Wolfgang Schäuble war Parlamentarier mit Leib und Seele. Selbst nach einem Attentat machte er weiter. Die Stationen einer einzigartigen Karriere in Bildern.

27. Dezember 2023 - 3 Min. Lesezeit

Wolfgang Schäuble war gerade 30 geworden, als er 1972 zum ersten Mal für die CDU in den Deutschen Bundestag einzog. Ein Jahr zuvor hatte er zum Dr. jur. promoviert. Doch seine Zukunft galt der Politik. Sein Direktmandat im Wahlkreis Offenburg sollte er die nächsten fünfzig Jahre verteidigen. 

In seiner Freizeit spielte Schäuble Tennis und fuhr Ski (das Bild zeigt ihn bei Lech am Arlberg), er leitete auch für einige Jahre den CDU-Bundesfachausschuss Sport.
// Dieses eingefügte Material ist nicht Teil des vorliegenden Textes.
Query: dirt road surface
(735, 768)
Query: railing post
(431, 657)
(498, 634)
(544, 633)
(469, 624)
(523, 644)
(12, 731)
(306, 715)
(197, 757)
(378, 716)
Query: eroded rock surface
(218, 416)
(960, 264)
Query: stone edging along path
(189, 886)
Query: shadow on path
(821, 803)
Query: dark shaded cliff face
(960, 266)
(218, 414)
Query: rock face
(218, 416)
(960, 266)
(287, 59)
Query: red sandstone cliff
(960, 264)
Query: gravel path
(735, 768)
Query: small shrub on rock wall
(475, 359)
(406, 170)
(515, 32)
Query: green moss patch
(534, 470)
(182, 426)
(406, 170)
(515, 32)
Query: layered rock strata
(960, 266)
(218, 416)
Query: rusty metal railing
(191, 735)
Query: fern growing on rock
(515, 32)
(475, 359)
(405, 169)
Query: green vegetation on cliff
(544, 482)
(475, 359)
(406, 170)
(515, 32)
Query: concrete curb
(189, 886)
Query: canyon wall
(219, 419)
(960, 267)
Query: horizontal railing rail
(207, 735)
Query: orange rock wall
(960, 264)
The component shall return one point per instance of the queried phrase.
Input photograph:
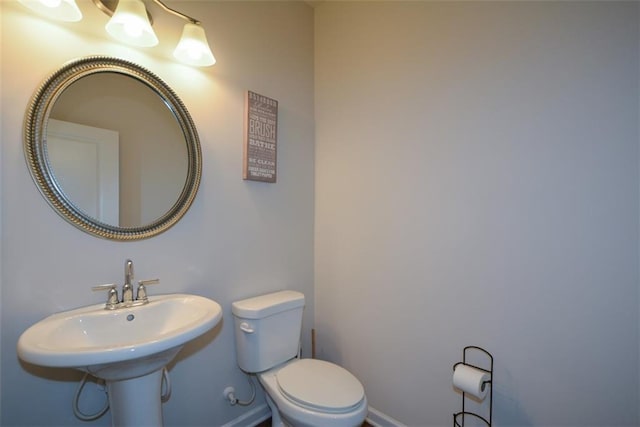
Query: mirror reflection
(112, 149)
(116, 150)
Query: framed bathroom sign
(260, 138)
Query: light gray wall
(239, 239)
(477, 184)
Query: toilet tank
(267, 329)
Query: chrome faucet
(127, 288)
Im Bundestag gehörte er dem Finanzausschuss an, ehe sein steiler Aufstieg so richtig begann.

1984 wurde er Minister für besondere Aufgaben im Kanzleramt unter Helmut Kohl. In dieser Funktion bereitete er 1987 den ersten offiziellen Besuch des DDR-Staatsratsvorsitzenden Erich Honecker in der Bundesrepublik vor. 

Nach dem Mauerfall galt Schäuble als einer der "Architekten der Deutschen Einheit". Als Bundesinnenminister (von 1989 bis 1991) und Verhandlungsführer der Bundesrepublik handelte er den deutsch-deutschen Einigungsvertrag aus.
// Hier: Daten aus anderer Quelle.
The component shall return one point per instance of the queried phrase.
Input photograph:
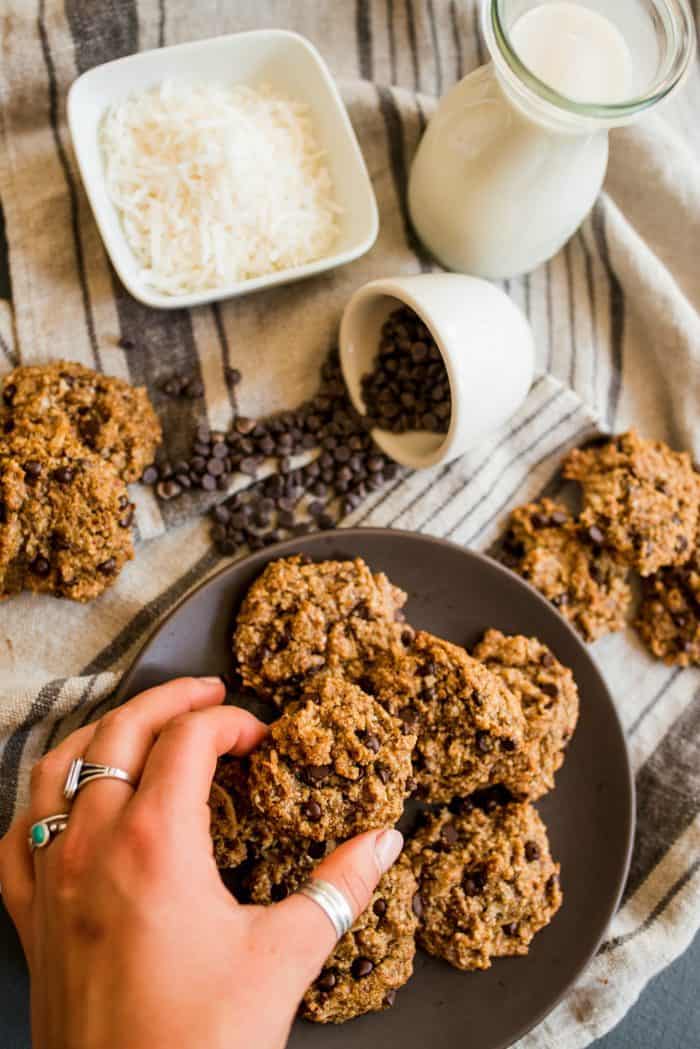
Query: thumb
(354, 869)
Am 12. Oktober 1990 erfuhr Schäubles Leben eine jähe Zäsur, als ein psychisch Kranker ihn niederschoss und am Rückenmark verletzte. Von da an war der früher so sportliche CDU-Politiker auf den Rollstuhl angewiesen. Doch seine Karriere wollte er deshalb nicht beenden. Noch im Reha-Zentrum gab Schäuble eine Pressekonferenz, seine politische Arbeit nahm er bereits Ende November wieder auf.
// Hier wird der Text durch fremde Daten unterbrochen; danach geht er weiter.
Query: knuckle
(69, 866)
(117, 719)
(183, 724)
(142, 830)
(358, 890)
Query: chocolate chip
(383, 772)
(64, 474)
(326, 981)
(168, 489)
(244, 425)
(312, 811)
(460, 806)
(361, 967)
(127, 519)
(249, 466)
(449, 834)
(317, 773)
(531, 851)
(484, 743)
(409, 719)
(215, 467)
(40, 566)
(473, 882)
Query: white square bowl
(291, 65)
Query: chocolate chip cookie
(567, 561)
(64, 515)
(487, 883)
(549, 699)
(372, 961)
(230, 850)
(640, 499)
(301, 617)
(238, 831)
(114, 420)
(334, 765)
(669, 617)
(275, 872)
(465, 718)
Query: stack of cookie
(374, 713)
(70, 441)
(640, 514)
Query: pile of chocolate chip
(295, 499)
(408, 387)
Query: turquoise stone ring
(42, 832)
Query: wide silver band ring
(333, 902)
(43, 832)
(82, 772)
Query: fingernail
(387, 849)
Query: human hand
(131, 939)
Ein Jahr später wurde Schäuble als Nachfolger von Alfred Dregger an die Spitze der CDU/CSU-Bundestagsfraktion gewählt. Er führte die schwierigen Verhandlungen mit der SPD über den sogenannten Asylkompromiss, eine Einschränkung des Grundrechts auf Asyl, die eine Zweidrittelmehrheit erforderte und 1993 verabschiedet wurde.

Nach der verlorenen Bundestagswahl 1998 übernahm Schäuble den Vorsitz der CDU. Zusammen mit der neuen Generalsekretärin Angela Merkel leitete er eine sanfte programmatische Weiterentwicklung der Partei in Sozial-, Familien- und Bildungsfragen ein. Doch bald darauf erfasste eine Spendenaffäre die Partei. (Das Bild zeigt Schäuble und Merkel zusammen mit Friedrich Merz auf dem Parteitag der CDU im Jahr 2000.)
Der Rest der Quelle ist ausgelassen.